Saturday, September 4, 2010

Moon to Moon: The Real Inspector Hound

The Publick Theatre's The Real Inspector Hound 
About 16 years ago, I was in a college production of Tom Stoppard’s The Real Inspector Hound. I was a big fan of Stoppard’s, having found him through his film adaptation of his most well-known play, Rosencrantz and Guildenstern Are Dead. I was a huge high school Monty Python nerd (I was told by my high school guidance counselor that my “Monty Pythonish sense of humor” was a distraction to my schoolmates and thus, no National Honors Society for me).
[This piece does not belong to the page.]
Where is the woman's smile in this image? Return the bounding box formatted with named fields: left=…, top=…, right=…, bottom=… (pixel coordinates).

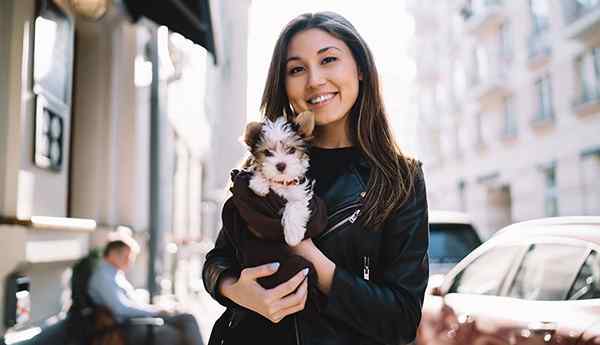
left=306, top=92, right=338, bottom=109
It was an easy transition from Python to Stoppard. And I had spent enough time parroting Python sketches that I had a pretty good English accent. At least for a kid from tractor country. So I was excited to audition and show off my abilities. Alas, we did the show without accents.

I played Moon, a second-string theatre critic watching a second-rate murder mystery with a fellow critic. Hard to say much more without giving it away, but I got to literally jump off of the stage at the audience in the end, breaking that fourth wall in an utterly ridiculous way. It was as much fun as I’ve ever had onstage.
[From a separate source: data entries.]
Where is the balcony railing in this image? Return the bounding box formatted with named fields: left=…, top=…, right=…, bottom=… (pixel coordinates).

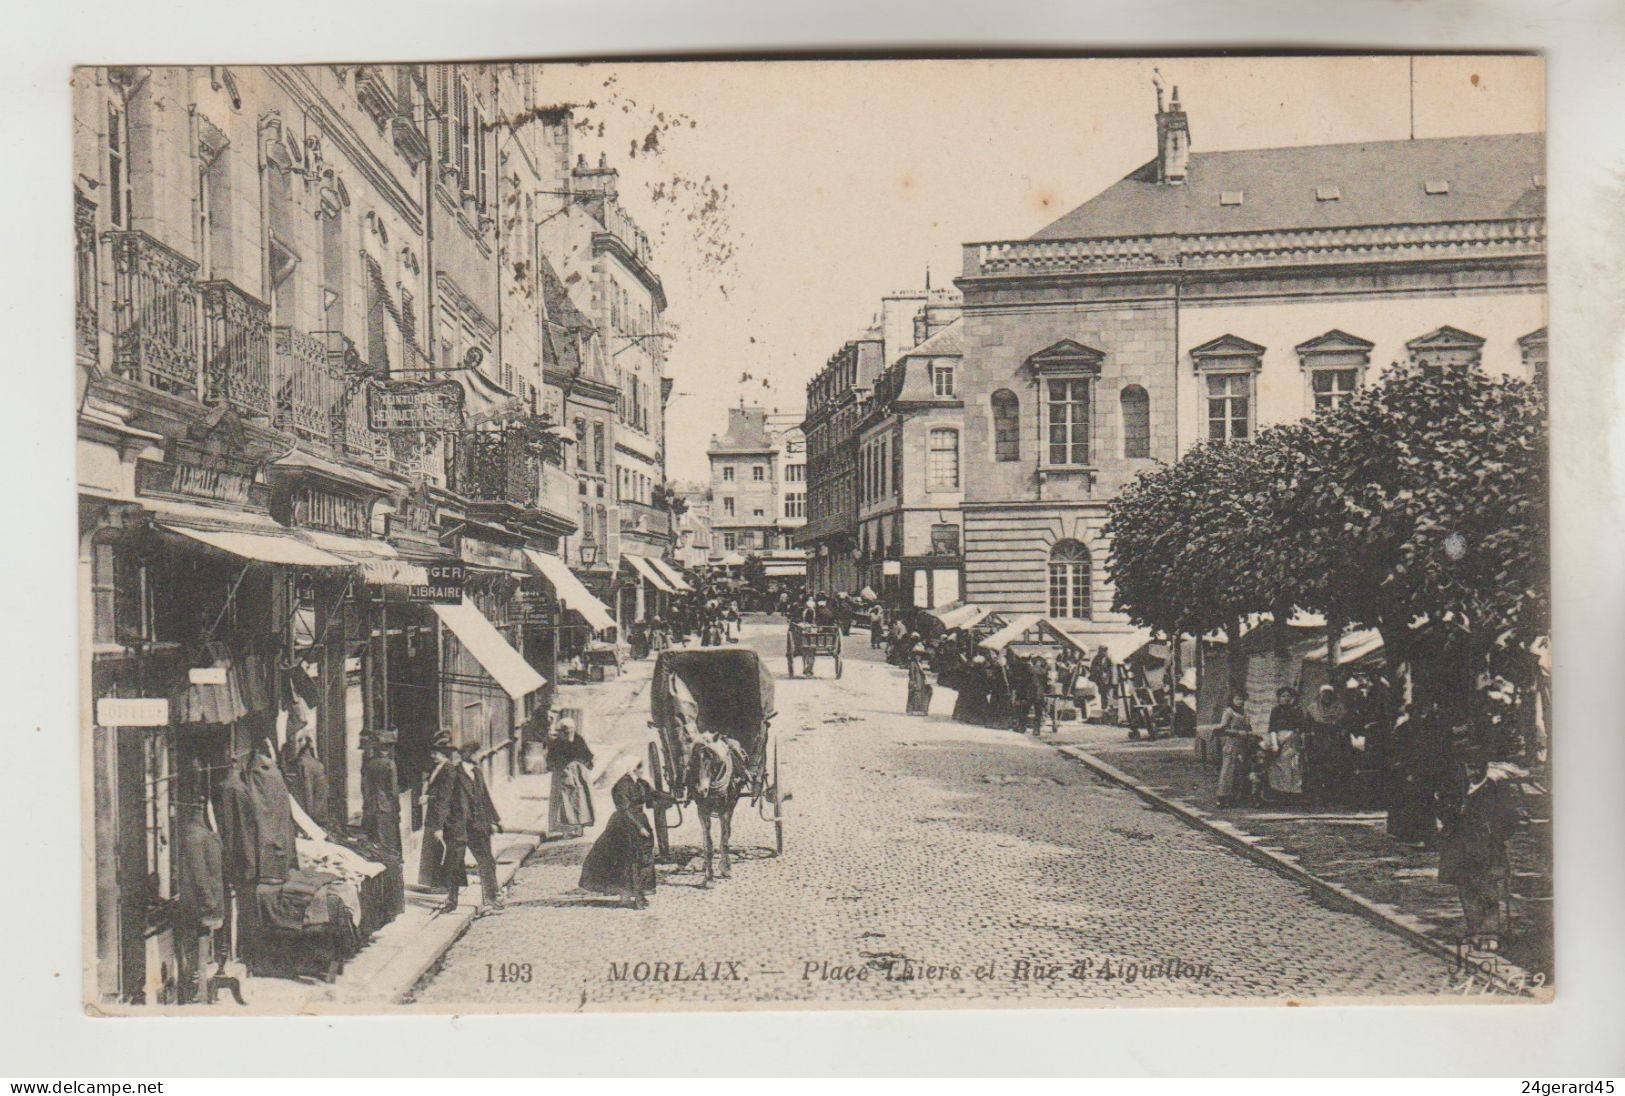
left=317, top=331, right=377, bottom=459
left=107, top=230, right=200, bottom=398
left=451, top=430, right=538, bottom=508
left=201, top=280, right=272, bottom=418
left=619, top=499, right=672, bottom=538
left=273, top=326, right=338, bottom=445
Back to the present. I noticed a couple of days ago that the Publick Theatre in Boston was mounting Hound at the BCA. I felt a wave of goodwill, and made arrangements to see it Friday night, the second night of previews.
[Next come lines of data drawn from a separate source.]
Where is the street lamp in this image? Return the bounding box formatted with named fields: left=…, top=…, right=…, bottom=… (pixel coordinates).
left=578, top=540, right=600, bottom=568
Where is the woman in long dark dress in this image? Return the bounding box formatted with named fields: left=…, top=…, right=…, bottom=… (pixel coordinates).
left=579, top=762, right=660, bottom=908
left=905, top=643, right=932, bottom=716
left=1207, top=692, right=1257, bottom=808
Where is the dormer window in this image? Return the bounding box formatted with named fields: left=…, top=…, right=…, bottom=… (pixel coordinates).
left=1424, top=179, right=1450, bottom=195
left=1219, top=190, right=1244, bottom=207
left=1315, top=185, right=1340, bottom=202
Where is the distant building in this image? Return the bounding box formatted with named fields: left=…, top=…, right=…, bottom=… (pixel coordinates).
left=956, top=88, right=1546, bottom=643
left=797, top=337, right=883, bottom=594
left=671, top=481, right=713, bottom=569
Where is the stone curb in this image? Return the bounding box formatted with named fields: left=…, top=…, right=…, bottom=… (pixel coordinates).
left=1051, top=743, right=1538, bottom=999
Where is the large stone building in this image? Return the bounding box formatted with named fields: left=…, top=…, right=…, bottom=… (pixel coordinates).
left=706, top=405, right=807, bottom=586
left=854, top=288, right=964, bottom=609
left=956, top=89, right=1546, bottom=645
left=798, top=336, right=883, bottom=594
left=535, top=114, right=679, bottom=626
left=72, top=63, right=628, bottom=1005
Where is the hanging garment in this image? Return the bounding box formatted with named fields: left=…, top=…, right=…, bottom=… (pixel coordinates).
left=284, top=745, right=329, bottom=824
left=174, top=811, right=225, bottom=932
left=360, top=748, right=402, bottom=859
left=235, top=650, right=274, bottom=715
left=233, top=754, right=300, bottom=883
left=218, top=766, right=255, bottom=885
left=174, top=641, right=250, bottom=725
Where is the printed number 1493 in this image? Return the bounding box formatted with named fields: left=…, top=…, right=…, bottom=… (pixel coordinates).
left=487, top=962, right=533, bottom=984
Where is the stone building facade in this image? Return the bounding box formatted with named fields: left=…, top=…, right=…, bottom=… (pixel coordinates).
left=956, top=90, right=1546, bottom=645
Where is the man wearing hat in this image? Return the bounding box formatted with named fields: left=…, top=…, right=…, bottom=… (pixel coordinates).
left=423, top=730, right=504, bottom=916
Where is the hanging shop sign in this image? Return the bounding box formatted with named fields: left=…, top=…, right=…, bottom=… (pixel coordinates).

I was admittedly excited to see the play. I realized when I got there, and started looking around the set, that I had never actually seen the play, just been in it and read it. Despite a thick fog surrounding Boston and promises over the past 36 hours of a plague of frogs, the theater was mostly full. I sometimes wonder what kind of demographic enjoys Stoppard, and it seemed like a fairly diverse crowd in terms of age and relative hipness.

The college production I participated in (I am hesitant to say it rose to the level of “acting”) was a one-act play. Director Diego Arciniegas’s program notes mention that Hound is often on the bill with other one acts. But Arciniegas has always thought the play needed more room to breathe, and this production gives it that room, as a stand-alone 90-minute play.

“Taking our cue from the playwright,” he writes, “we set about to give the play the time it deserves, placing an intermission where Stoppard suggests there might be one, and suggesting another at an appropriate place.”

One of the themes of the play is breaking the fourth wall, as the critics and the cast of the play they are watching become inextricably intertwined. Arciniegas and his cast take that one step further – the characters Felicity Cunningham, Inspector Hound, and Simon Gascoyne all have Facebook pages which, in his introduction, the director encourages the audience to join. It’s a brilliant and fun device, keeping the audience involved even after they’ve left the theater.

The show’s pacing is perfect. The breathing room is obvious, especially directly after the intermission, when we rejoin the story at tea time. Arciniegas also takes the intermission as an opportunity for a well-placed gag, not that the show lacks laughs anywhere along the line.

The cast is first-rate, especially Gabriel Kuttner as Magnus in his wandering electric wheelchair and Sheridan Thomas, who plays Mrs. Drudge with a cockney deadpan reminiscent of Peter Cook. And they do some of their best work at final bows.

Yes, there is a meta aspect to this – more than 16 years after playing theatre critic Moon, I am an arts and entertainment writer, and to top it off, I’m reviewing the play I was in. For this particular play, nothing could be more appropriate.